God's Plan is the third mixtape by hip hop group G-Unit, released on November 1, 2002. Originally released independently as a free mixtape, it was re-released in 2006 by BCD Music Group. The remix of Missy Elliott's song "Work It", from her album Under Construction, which features 50 Cent, is included in the mixtape. Also the track "Niggas" featuring 2 verses from The Notorious B.I.G. from his posthumous album, Born Again, on the song of the same name was featured on the soundtrack of the film Bad Boys II in 2003. The World's verse was used in the remix to "Cry Me a River" by Justin Timberlake.

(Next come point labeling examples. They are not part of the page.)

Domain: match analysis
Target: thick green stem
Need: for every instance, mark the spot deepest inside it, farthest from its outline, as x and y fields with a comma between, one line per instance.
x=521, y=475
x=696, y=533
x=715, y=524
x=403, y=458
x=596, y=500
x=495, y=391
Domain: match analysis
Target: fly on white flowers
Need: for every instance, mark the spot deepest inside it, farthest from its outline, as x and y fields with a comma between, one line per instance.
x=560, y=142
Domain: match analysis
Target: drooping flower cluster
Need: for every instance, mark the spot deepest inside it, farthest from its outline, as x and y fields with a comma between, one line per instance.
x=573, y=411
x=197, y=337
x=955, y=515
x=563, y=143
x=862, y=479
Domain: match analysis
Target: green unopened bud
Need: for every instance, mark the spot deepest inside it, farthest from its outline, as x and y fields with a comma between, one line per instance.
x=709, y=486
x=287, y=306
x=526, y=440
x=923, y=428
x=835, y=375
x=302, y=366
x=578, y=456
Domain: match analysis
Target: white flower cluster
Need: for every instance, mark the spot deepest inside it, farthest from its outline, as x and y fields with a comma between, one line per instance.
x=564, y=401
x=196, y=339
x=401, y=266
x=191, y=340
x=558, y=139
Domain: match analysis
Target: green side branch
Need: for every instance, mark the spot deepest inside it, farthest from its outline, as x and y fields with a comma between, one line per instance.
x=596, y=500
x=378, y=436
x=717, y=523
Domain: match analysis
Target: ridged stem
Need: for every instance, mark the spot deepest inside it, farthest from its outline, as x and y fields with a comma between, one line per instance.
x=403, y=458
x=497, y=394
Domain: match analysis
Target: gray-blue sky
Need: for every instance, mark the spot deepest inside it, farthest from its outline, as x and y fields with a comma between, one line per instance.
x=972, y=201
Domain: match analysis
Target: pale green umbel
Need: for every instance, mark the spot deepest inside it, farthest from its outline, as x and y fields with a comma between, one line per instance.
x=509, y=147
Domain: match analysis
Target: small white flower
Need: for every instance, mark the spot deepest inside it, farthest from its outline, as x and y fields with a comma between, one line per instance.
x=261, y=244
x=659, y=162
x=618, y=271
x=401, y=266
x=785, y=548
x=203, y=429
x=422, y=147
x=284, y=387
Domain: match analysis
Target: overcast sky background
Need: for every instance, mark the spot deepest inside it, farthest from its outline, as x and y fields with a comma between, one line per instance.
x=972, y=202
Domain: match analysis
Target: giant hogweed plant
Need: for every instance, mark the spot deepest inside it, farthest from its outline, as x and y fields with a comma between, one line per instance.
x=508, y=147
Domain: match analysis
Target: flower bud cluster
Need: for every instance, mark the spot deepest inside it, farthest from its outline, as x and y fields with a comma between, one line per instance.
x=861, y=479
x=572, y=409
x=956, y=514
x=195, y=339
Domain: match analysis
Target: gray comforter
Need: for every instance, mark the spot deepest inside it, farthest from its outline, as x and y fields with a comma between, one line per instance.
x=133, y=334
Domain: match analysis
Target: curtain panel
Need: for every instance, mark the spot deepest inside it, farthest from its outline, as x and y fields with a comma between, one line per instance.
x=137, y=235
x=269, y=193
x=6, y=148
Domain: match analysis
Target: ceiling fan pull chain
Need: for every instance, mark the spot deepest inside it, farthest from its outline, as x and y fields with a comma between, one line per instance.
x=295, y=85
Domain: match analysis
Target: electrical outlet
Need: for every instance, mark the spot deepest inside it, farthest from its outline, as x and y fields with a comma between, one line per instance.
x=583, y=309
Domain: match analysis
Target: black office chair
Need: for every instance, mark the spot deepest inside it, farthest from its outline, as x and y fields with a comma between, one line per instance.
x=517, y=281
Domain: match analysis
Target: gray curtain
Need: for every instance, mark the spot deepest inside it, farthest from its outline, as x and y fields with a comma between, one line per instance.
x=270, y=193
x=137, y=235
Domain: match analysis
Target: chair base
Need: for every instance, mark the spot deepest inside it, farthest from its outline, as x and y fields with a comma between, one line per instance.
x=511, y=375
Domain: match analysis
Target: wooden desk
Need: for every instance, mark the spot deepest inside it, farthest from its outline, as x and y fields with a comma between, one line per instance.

God's Plan was released during 50 Cent's and G-Unit's 2002 mixtape run and is the last mixtape released before 50 Cent's official debut album, Get Rich or Die Tryin' (2003). According to Billboard magazine, the mixtapes caused "tremendous buzz amongst hip-hop fans and artists". Vancouver Sun wrote that the mixtapes "widely circulated" for several years after the release. By rapping over instrumentals from other artists and then releasing it for free, with God's Plan and the other contemporary releases 50 Cent revolutionized hip hop mixtapes, creating a blueprint for later artists, such as Lil Wayne, Young Jeezy, and Drake. God's Plan was named the 9th best mixtape ever by XXL magazine.

Professional ratings
Review scores
| Source | Rating |
| RapReviews | 7.5/10 |
| Spin |  |

==Track listing==

| # | Title | Length | Performer(s) | Samples |
|---|---|---|---|---|
| 1 | "Words from Eminem" | 0:22 | Eminem |  |
| 2 | "Catch Me in the Hood" | 3:43 | G-Unit | "8 Mile" by Eminem |
| 3 | "You're Not Ready" | 3:16 | G-Unit | "The Truth" by Beanie Sigel |
| 4 | "Gangsta'd Up" | 3:04 | G-Unit | G'd Up by Tha Eastsidaz (featuring Butch Cassidy) |
| 5 | "If Dead Men Could Talk" | 3:01 | 50 Cent | "My Downfall" by The Notorious B.I.G. |
| 6 | "Banks Workout Pt. 2" | 3:13 | 50 Cent and Lloyd Banks | Don't Look Now by Outsidaz |
| 7 | "Crazy" | 2:24 | 50 Cent | Just Don't Stop by Bathgate & Fabolous |
| 8 | "187 Yayo" | 3:33 | 50 Cent and Tony Yayo | "Deep Cover by Dr. Dre and Snoop Dogg |
| 9 | "The World" | 2:24 | Governor and 50 Cent | The World Is Filled... by Biggie feat Too Short and Puff Daddy |
| 10 | "Short Stay" | 2:23 | 50 Cent and Lloyd Banks | If I Could Go by Angie Martinez Feat. Lil' Mo & Sacario |
| 11 | "Minds Playing Tricks" | 1:26 | Tony Yayo | "Mind Playing Tricks on Me" by Geto Boys |
| 12 | "Niggas" | 3:31 | The Notorious B.I.G. (featuring 50 Cent & Eminem) | "Niggas" by The Notorious B.I.G. |
| 13 | "Tainted" | 2:22 | 50 Cent and Tony Yayo | Tainted by Slum Village & Dwele |
| 14 | "Ching Ching Ching" | 2:11 | 50 Cent and Tony Yayo | "Ching Ching" by Ms. Jade (featuring Timbaland and Nelly Furtado) |
| 15 | "Work It (Remix)" | 4:54 | Missy Elliott (featuring 50 Cent) |  |

==Personnel==
Lists of the personnel it is confirmed on AllMusic.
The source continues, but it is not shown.